Use ufw or a similar easy-to-configure firewall. If you configure it with Ansible, you can bundle the firewall rules for each task with the task itself, so you can guarantee that you do not have exposed ports.

During acceptance testing, ensure that outside users cannot access inside-only ports, for example, NFS.

Ensure that you internal network is also firewalled; only allow each compute server to communicate with the bastion. (This needs to be set up in your managed switch.)

Condition Monitoring

There are a few main types of questions that people ask about your cluster. The purpose of condition monitoring is to quantitatively answer these questions:

  • What machines can I use right now?
  • Why did my job/that machine crash?
  • Do we need to buy more resource?

As a rule of thumb, it is better to collect more data than less, and to retain that data for longer than necessary.

I recommend using Prometheus to collect and hold statistics (increase the retention to a year or more!) You can visualize these with Grafana. (Avoid using the package manager version of Grafana, it is often out of date.)

At minimum, use this script to report statistics to Prometheus.
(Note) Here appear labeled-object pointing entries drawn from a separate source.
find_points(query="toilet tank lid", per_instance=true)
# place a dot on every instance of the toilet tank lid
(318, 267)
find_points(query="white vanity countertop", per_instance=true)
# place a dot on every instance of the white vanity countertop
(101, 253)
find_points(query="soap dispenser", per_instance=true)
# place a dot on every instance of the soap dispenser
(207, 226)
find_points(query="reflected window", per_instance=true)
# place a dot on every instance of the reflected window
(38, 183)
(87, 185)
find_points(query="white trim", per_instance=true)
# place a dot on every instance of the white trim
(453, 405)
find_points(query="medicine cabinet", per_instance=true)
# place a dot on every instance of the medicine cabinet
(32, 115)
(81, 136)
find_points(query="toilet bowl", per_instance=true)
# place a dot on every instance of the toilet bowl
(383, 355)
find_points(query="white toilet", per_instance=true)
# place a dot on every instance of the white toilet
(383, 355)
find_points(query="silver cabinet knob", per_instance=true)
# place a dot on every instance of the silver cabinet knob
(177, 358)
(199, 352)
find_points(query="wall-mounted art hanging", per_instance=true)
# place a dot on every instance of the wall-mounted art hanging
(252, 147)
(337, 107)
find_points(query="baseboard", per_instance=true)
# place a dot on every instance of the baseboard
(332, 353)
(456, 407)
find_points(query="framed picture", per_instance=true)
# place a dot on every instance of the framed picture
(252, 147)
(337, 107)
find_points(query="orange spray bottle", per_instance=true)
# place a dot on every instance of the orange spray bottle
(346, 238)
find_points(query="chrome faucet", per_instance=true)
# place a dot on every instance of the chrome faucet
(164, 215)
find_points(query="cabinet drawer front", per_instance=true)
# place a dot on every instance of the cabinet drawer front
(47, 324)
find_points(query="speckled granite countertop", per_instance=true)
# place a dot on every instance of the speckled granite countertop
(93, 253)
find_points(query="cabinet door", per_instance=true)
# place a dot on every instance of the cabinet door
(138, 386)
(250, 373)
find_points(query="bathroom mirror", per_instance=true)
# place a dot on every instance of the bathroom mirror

Ensure that you get alerts if machines go down, your backup job fails, or some other exceptions; Nagios is the industry standard. I prefer a custom Slack bot to handle this.

GPU Monitoring

In addition to simple condition statistics, you should explicitly track jobs running on GPUs. A custom-written GPU dashboard graphing the current availability of GPUs is a days’ work at most.
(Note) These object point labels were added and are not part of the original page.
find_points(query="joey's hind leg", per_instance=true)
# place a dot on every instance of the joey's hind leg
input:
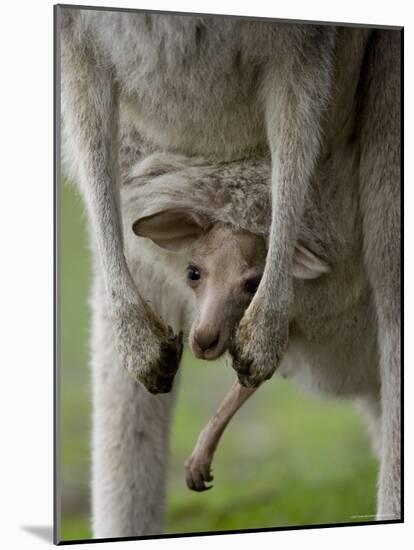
(130, 444)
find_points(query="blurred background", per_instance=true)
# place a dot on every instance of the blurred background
(286, 458)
Simple GPU dashboard Simple GPU dashboard

After its introduction in my research group, this feature was among the most popular.

SysLog

Forward your syslog from the compute machines to the bastion to be able to trace failures if a machine fails. You can do this by writing this to /etc/rsyslog.d/70-network.conf, permitting port udp:514 in your firewall, and reloading rsyslog:

# Rules for rsyslog.

# Log by facility.
auth,authpriv.*                @.local
cron.*                         @.local
kern.*                         @.local
user.*                         @.local
*.emerg                        @.local

Drive Monitoring

Run smartd automatically; schedule a short test daily and a long test weekly. Configure an alert for this.

Backups

These are very easy to get wrong!

  • Regularly use rsync or similar to verify your backups.
  • Occasionally test manual file recovery.
  • Design your backup system to fail “noisy”; our alert bot triggers an alert if 36 hours pass without a successful backup notification from the backup system, and the size of every day’s backup is reported.

Bug Tracking

Use a bugtracking system to track system upgrades, open issues, etc. GitHub’s built-in tracker is more than sufficient for this, especially with the new (in 2019) Projects board feature.